Patterson 200 Years
PattersonGrange No. 939
Patterson Grange No. 237)
The country was on the brink of a depression, and the power of the railroads dominated the post Civil War economy when farmers from the Midwest and the Northeast established the Grange in 1869. Five years later, in September 1874, membership was around 1.5 million nationwide in 20,000 local branches, when the first Patterson Grange, No. 237, met upstairs at the building now on Route 311 and Front Street. Records of that Grange exist through January 1878 containing interesting entries about correspondence with other Granges and a description of the purchase of "four lots of cheese to be sent to destitute families in Kansas, Nebraska and the Dakotas."

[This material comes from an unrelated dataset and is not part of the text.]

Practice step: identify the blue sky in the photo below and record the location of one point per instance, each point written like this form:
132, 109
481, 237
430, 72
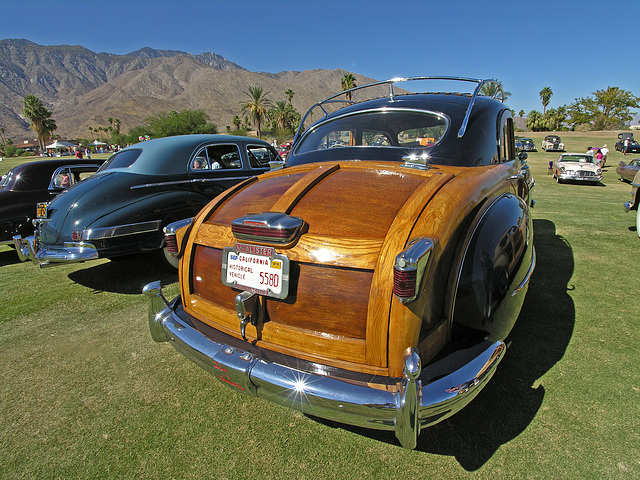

Many other organizations which started up during these difficult times have disappeared. But the Grange has remained alive and relevant. While continuing to support legislation controlling the power of the railroads, it also lessened the farmers' dependence on other "middlemen" by forming cooperatives to process and market farm products and purchase general merchandise and farm implements. The Grange membership represented enough of a market that Montgomery Ward, the first large mail order business, was established primarily to sell to it.
The present Patterson Grange No. 939, chartered in November 1902 with 43 members, grew to 165 by 1910. Meetings were held in rented halls for several years until 1912, when the old school building was purchased and remodeled for a permanent meeting hall. Money for remodeling and other major expenses was raised by dances, auctions, minstrel shows, food sales, etc. the annual clam bake was the big event in Patterson for many years but was discontinued because of the polio epidemic. Two day "Farmer Institutes" were held with speakers, usually from agricultural colleges, who came in to lecture on pertinent topics. Franklyn Delano Roosevelt, our state senator-elect at the time, spoke at one.
Today we live in a different world from that described in the old minutes. Patterson is no longer a farming community but because of the presence of organizations like the Grange, the lessons and values learned during the period when it was, are kept alive and are available to us today.